A previous study by Rodriguez et al. [10] found a higher prevalence of the elastin gene g28197A > G missense mutation in subjects with inguinal hernia (24 out of 49 subjects were heterozygous for the mutation and 23 were homozygous for the mutation), as compared to controls (17 out of 75 subjects were heterozygous for the mutation and seven out of 75 were homozygous for the mutation).

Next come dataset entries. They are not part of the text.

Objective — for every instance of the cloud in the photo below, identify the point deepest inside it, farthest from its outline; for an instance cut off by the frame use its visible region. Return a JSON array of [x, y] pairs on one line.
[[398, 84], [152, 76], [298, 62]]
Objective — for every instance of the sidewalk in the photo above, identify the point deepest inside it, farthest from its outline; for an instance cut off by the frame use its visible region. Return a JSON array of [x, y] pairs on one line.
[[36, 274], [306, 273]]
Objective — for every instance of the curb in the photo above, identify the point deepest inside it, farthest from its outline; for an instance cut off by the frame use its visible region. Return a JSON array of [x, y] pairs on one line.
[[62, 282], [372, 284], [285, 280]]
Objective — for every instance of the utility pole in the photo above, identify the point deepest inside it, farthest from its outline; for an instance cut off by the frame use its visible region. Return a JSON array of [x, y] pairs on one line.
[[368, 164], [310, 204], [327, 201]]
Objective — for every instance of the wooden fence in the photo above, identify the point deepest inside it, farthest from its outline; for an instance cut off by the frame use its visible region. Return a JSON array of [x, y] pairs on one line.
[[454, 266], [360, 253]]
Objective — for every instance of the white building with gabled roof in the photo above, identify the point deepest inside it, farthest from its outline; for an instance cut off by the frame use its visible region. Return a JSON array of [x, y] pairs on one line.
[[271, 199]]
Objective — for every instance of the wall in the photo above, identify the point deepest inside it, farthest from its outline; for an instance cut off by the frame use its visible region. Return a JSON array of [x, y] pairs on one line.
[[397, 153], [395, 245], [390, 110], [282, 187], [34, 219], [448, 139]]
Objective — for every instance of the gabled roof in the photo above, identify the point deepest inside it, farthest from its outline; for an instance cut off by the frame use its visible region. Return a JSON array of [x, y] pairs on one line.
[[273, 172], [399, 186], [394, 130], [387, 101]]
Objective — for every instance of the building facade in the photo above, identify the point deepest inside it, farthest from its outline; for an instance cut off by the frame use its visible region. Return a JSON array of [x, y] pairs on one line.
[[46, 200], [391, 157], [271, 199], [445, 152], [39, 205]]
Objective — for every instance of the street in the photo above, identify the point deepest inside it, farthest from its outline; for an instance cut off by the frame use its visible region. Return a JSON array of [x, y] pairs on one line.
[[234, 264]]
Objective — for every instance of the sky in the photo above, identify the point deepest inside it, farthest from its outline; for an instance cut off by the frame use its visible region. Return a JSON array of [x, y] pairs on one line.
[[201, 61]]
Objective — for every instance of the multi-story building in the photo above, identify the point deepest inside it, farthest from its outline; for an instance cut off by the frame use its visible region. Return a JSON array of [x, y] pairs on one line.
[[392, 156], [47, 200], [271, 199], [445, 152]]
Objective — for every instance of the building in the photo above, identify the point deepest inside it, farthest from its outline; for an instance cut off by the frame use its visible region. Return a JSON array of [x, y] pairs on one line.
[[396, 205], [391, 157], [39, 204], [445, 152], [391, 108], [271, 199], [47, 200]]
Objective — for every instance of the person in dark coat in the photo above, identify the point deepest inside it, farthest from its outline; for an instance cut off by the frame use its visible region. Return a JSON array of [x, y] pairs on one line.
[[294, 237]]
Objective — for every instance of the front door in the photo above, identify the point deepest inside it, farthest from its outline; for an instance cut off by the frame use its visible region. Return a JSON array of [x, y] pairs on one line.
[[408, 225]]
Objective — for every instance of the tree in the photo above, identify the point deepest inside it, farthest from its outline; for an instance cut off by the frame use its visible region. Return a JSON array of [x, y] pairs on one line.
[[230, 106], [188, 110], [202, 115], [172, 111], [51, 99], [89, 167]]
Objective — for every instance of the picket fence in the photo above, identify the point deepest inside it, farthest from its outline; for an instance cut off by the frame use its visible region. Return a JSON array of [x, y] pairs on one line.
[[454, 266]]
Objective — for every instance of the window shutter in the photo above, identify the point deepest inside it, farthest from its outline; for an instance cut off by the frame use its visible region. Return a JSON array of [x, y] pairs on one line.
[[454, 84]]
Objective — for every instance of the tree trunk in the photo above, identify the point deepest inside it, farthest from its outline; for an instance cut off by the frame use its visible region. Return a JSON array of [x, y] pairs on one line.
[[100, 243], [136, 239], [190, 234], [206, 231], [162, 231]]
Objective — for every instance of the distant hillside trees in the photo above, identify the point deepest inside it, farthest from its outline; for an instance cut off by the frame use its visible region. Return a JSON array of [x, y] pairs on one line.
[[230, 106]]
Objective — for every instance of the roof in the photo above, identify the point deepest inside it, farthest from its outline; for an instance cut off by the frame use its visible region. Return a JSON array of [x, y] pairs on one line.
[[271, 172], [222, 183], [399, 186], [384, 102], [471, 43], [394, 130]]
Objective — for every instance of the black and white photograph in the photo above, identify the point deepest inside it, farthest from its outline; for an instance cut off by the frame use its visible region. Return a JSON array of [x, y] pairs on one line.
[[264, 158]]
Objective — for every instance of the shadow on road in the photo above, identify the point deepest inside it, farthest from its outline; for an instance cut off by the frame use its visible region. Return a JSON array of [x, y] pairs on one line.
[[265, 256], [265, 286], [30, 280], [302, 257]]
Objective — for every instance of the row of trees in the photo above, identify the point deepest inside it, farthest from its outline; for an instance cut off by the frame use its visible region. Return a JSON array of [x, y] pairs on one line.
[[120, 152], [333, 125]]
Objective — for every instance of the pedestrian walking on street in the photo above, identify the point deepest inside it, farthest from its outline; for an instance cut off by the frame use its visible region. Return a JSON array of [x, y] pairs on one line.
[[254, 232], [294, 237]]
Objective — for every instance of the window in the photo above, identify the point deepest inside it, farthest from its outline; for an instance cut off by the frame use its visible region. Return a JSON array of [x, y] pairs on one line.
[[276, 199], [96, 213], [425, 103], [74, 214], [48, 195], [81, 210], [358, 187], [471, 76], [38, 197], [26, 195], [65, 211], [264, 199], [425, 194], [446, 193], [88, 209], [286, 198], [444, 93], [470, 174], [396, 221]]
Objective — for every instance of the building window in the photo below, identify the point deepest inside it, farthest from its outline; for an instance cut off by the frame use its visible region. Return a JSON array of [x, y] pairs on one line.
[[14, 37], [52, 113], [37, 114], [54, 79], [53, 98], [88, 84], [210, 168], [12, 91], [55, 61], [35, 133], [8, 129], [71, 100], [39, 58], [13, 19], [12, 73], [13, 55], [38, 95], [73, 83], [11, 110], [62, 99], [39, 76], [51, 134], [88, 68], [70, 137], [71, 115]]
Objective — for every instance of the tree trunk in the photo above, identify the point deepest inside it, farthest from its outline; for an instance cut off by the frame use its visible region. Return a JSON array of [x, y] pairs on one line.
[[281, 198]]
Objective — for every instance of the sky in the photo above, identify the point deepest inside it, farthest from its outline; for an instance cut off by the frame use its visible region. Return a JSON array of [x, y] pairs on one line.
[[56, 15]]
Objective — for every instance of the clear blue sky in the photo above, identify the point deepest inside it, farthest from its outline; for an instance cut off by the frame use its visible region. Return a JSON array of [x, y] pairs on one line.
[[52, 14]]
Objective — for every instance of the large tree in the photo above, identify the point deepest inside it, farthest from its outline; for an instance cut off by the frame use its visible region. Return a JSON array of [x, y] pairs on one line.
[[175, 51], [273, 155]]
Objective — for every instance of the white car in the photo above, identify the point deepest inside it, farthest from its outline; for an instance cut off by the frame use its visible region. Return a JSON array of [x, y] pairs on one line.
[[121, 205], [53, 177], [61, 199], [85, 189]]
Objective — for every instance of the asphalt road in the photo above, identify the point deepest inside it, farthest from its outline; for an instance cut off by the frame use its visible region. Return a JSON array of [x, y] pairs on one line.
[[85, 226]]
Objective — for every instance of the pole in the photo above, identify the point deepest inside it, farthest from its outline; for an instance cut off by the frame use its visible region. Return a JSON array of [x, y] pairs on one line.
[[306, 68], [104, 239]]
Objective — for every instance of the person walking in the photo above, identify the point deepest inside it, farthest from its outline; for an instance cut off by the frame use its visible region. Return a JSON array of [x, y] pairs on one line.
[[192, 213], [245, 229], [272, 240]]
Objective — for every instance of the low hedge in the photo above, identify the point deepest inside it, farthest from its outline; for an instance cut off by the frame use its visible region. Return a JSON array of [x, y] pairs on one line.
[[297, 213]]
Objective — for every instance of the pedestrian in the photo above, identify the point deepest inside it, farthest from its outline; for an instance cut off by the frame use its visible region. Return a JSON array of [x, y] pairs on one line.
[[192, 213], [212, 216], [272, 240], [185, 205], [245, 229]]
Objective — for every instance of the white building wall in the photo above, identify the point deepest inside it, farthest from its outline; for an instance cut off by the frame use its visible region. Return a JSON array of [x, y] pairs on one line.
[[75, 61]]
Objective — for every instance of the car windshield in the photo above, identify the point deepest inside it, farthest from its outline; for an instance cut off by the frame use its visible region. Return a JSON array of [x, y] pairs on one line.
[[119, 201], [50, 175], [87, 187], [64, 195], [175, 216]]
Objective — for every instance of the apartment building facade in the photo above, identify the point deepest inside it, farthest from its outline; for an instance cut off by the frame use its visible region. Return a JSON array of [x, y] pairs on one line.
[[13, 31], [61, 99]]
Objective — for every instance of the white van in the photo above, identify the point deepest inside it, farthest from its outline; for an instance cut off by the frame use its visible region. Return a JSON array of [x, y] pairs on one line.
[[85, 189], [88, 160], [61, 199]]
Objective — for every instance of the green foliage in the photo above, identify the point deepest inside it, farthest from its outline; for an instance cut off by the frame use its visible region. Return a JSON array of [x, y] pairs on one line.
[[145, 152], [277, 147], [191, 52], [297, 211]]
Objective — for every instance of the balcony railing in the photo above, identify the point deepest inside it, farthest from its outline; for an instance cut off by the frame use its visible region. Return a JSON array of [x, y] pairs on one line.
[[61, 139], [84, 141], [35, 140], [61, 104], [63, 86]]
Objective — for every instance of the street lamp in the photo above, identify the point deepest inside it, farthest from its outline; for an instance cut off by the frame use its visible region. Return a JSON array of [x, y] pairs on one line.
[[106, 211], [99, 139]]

The present authors have previously found a substantial overlap in the occurrence of POP and hernias (hiatal or inguinal) possibly due to common pathophysiologic mechanisms such as connective tissue biomechanical weakness [8]. The present authors therefore hypothesized that a higher prevalence of the g28197A > G missense mutation in the elastin gene would also be present in women with advanced POP, similar to the higher prevalence of this mutation in patients with inguinal hernia. The results of the current study do not confirm this hypothesis, as this mutation was not found in any of the patients in either the study or the control group. The discrepancy between this study and those cited above may be attributed to the heterogeneity between Brazilian and Ashkenazi-Jewish populations. Another study by Ferrel et al. did not find an association between a single nucleotide polymorphism in the promotor of the lysil oxidase homolog 1 (LOXL1) gene (which is essential for elastin synthesis) and the risk for advanced POP [19]. A recent, genome wide association study, identified four susceptibility loci underlying inguinal hernia formation. All four genes found in that study were expressed in connective tissue and deserve further research to their relation with POP [20]. While discrepancies between studies examining different populations and using various analytical methodologies remain to be resolved, the present authors believe that further research, possibly using whole exome sequencing, can refine our understanding of the genetic background for POP and help guide clinicians regarding preventive measures and tailored treatment for populations which may be genetically predisposed.